Anon has a regression coefficient per-experiment, and wants to test the omnibus hypothesis that betas!=0. I suggest a serial anova on a combined model with dummy variables and interaction terms for the different experiments, looking at the output row for the first relevant coefficient (it and its interactions going last in the model).

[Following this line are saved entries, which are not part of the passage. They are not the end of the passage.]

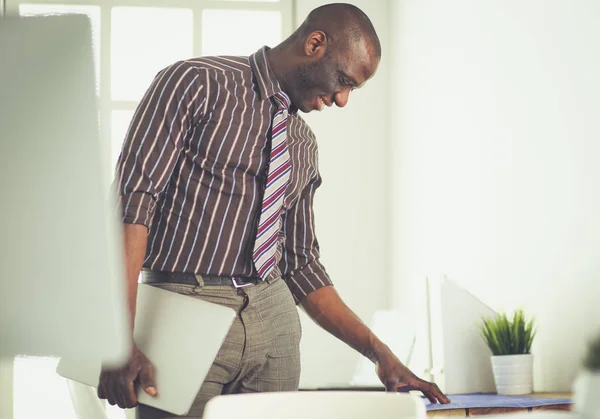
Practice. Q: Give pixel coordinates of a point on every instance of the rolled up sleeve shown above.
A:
(171, 106)
(300, 264)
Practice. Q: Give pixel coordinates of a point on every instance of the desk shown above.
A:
(475, 411)
(486, 411)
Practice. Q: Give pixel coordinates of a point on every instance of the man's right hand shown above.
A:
(118, 386)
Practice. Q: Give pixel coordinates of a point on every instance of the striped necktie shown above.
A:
(277, 180)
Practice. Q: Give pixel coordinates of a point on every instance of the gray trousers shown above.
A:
(261, 352)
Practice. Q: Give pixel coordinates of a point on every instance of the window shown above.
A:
(132, 41)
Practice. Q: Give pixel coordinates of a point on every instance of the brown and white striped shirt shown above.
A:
(194, 165)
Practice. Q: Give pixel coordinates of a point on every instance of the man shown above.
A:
(216, 180)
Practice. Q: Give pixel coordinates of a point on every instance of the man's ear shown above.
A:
(316, 44)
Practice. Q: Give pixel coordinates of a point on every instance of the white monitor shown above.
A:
(62, 291)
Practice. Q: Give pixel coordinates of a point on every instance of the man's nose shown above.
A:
(341, 98)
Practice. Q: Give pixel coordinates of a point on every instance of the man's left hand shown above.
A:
(397, 377)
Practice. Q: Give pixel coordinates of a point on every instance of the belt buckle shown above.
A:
(236, 285)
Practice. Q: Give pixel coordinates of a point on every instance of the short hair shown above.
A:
(340, 21)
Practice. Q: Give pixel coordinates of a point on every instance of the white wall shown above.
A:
(6, 374)
(6, 388)
(495, 140)
(351, 206)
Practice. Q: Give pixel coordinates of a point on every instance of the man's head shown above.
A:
(334, 51)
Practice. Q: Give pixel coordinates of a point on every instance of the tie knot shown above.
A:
(282, 100)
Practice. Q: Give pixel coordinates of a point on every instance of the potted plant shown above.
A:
(586, 389)
(510, 342)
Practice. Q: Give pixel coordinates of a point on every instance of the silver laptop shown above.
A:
(181, 335)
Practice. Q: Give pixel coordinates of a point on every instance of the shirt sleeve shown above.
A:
(300, 265)
(171, 106)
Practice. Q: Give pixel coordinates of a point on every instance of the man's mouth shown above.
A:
(321, 103)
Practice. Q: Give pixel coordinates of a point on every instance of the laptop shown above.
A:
(180, 334)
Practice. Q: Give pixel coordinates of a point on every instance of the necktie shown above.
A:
(277, 181)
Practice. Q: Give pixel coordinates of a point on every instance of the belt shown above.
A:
(153, 277)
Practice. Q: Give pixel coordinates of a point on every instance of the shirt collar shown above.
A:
(264, 77)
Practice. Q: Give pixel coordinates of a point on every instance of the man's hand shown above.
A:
(396, 377)
(118, 386)
(327, 309)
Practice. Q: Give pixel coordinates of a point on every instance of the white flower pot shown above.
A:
(586, 394)
(513, 374)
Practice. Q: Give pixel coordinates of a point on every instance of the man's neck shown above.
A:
(277, 59)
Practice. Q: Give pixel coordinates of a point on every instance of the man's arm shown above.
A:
(328, 310)
(312, 288)
(135, 239)
(174, 103)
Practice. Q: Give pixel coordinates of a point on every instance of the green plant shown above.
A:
(592, 359)
(506, 337)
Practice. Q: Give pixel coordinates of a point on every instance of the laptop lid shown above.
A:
(180, 334)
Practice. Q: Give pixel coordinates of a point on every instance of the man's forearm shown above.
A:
(135, 237)
(328, 310)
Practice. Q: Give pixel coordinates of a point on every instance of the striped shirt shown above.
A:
(193, 169)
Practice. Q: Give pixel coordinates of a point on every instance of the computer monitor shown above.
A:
(62, 291)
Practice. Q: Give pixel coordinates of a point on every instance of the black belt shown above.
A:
(153, 277)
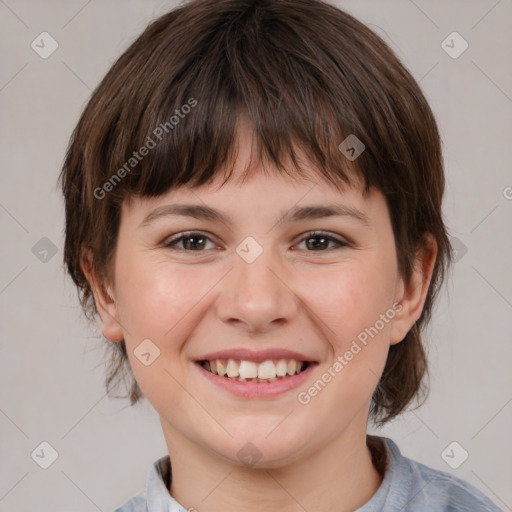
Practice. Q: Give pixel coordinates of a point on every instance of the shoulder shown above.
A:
(423, 488)
(135, 504)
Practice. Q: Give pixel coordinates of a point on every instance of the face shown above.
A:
(321, 291)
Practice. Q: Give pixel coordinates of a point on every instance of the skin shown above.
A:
(293, 296)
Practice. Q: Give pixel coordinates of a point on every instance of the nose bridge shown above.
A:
(255, 293)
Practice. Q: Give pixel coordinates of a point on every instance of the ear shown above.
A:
(411, 296)
(104, 299)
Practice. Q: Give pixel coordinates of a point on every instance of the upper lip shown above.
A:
(257, 356)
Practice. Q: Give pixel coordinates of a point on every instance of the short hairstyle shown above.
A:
(306, 75)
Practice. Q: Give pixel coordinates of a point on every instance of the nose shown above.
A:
(258, 296)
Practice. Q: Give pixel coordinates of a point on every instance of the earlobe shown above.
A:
(412, 295)
(104, 299)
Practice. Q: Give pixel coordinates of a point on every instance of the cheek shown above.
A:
(348, 300)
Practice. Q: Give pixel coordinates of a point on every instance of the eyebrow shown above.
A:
(296, 214)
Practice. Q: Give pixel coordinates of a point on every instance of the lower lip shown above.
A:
(257, 389)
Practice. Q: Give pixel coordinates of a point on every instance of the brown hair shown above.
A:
(306, 75)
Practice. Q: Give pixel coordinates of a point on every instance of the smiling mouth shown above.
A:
(250, 371)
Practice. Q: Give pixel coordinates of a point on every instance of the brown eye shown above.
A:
(319, 242)
(194, 242)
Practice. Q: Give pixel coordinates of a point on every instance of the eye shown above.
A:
(321, 241)
(199, 240)
(194, 241)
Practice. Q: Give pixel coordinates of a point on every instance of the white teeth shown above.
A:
(248, 370)
(281, 368)
(221, 369)
(232, 368)
(266, 370)
(244, 371)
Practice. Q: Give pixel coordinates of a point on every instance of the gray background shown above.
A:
(52, 362)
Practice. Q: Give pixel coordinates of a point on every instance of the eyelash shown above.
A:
(172, 243)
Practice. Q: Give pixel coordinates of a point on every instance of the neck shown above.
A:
(339, 477)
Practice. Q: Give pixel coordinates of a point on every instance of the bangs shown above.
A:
(178, 126)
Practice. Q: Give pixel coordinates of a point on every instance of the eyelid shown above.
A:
(170, 242)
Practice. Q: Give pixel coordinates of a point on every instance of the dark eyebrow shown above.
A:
(297, 213)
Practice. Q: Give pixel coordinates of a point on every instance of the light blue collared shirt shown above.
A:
(408, 486)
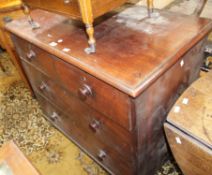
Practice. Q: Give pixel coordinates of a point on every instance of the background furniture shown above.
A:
(9, 10)
(188, 128)
(113, 103)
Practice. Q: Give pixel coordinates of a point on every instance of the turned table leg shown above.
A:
(87, 17)
(150, 7)
(33, 24)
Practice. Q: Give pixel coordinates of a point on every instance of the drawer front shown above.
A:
(35, 56)
(105, 155)
(100, 96)
(97, 94)
(101, 128)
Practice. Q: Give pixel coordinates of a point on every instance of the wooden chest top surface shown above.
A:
(133, 50)
(192, 112)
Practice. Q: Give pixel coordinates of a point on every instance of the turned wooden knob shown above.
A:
(54, 116)
(94, 125)
(84, 92)
(31, 55)
(102, 155)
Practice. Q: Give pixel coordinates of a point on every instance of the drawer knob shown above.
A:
(54, 116)
(43, 86)
(84, 92)
(102, 155)
(94, 125)
(31, 55)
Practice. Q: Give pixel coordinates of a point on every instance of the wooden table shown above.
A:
(189, 128)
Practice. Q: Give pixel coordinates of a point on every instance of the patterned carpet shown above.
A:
(21, 120)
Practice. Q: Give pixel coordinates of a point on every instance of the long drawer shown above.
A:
(89, 120)
(116, 106)
(78, 131)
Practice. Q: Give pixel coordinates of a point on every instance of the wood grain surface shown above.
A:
(129, 48)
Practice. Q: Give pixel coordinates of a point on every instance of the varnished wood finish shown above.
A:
(79, 111)
(78, 131)
(130, 83)
(131, 65)
(189, 131)
(87, 10)
(14, 159)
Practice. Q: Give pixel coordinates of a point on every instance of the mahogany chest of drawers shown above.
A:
(87, 10)
(113, 103)
(188, 128)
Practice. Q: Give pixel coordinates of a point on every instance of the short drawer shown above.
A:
(77, 129)
(101, 127)
(97, 94)
(35, 56)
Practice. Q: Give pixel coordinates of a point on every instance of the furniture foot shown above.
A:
(33, 24)
(91, 40)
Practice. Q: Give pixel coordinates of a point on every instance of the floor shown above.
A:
(49, 151)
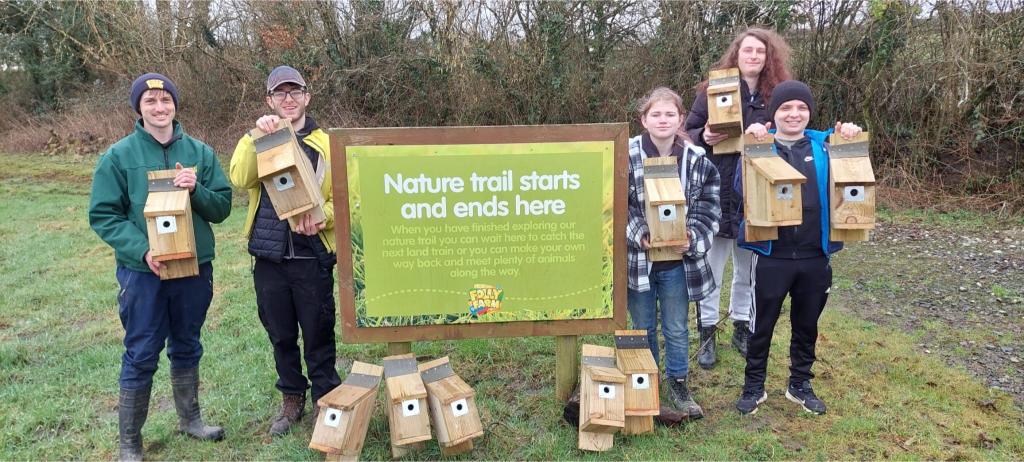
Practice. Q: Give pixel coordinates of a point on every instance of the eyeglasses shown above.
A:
(280, 95)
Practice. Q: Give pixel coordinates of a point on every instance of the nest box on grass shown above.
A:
(602, 404)
(453, 407)
(345, 412)
(407, 404)
(635, 361)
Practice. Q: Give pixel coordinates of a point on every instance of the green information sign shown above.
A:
(473, 233)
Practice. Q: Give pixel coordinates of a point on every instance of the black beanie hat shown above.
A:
(148, 82)
(787, 91)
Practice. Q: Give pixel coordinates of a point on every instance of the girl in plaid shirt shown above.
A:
(671, 285)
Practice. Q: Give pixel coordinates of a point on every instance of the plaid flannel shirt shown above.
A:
(702, 214)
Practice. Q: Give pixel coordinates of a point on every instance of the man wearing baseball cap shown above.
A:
(798, 263)
(293, 273)
(156, 312)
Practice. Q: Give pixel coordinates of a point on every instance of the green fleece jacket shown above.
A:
(120, 187)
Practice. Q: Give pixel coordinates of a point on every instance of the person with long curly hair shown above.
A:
(762, 57)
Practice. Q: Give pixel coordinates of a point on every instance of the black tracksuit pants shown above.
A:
(807, 282)
(292, 295)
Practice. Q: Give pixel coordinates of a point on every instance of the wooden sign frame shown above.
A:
(341, 138)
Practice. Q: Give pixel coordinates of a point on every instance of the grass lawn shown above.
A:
(60, 352)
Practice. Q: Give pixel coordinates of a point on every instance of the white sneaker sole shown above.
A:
(801, 403)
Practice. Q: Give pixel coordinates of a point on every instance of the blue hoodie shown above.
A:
(819, 151)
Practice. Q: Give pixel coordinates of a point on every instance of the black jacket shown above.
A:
(804, 240)
(271, 238)
(755, 111)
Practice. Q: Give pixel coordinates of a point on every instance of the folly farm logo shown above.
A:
(484, 298)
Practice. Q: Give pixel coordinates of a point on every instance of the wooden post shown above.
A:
(566, 366)
(398, 348)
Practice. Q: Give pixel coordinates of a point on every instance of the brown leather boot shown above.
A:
(292, 409)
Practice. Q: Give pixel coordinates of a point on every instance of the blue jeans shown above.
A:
(668, 289)
(155, 312)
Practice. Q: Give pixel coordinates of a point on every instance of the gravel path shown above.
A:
(960, 289)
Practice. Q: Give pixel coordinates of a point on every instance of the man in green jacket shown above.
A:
(155, 311)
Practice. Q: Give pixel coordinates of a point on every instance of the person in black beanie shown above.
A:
(796, 264)
(293, 273)
(763, 59)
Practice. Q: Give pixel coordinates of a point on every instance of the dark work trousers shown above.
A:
(155, 312)
(807, 282)
(298, 294)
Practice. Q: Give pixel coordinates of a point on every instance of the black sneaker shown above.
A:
(803, 394)
(740, 336)
(680, 399)
(748, 404)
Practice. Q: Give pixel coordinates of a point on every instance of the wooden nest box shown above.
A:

For presentation I suggest a forest plot of the betas +- se from different experiments to show that it's not being driven by one or two experiments.
posted by a robot made out of meat at 8:58 AM on November 9, 2008


The Cult of Statistical Significance
posted by milkrate at 12:16 AM on November 10, 2008


If the null hypothesis is true: you should get a statistically significant result only one out of 20 times. If the null hypothesis is false: you should get one with probability p, where p is the power of your (within-individual) test. Considering that 80% of your tests had statistically significant results, that's pretty good intuitive evidence that there really is a difference.

Caveats: I don't know what the error rate on my intuitive method is. Plus, statistical significance is overrated.
posted by parudox at 12:59 PM on November 10, 2008


Anon has a regression coefficient per-experiment, and wants to test the omnibus hypothesis that betas!=0. I suggest a serial anova on a combined model with dummy variables and interaction terms for the different experiments, looking at the output row for the first relevant coefficient (it and its interactions going last in the model).

Wouldn't it be easier just to run a multilevel model?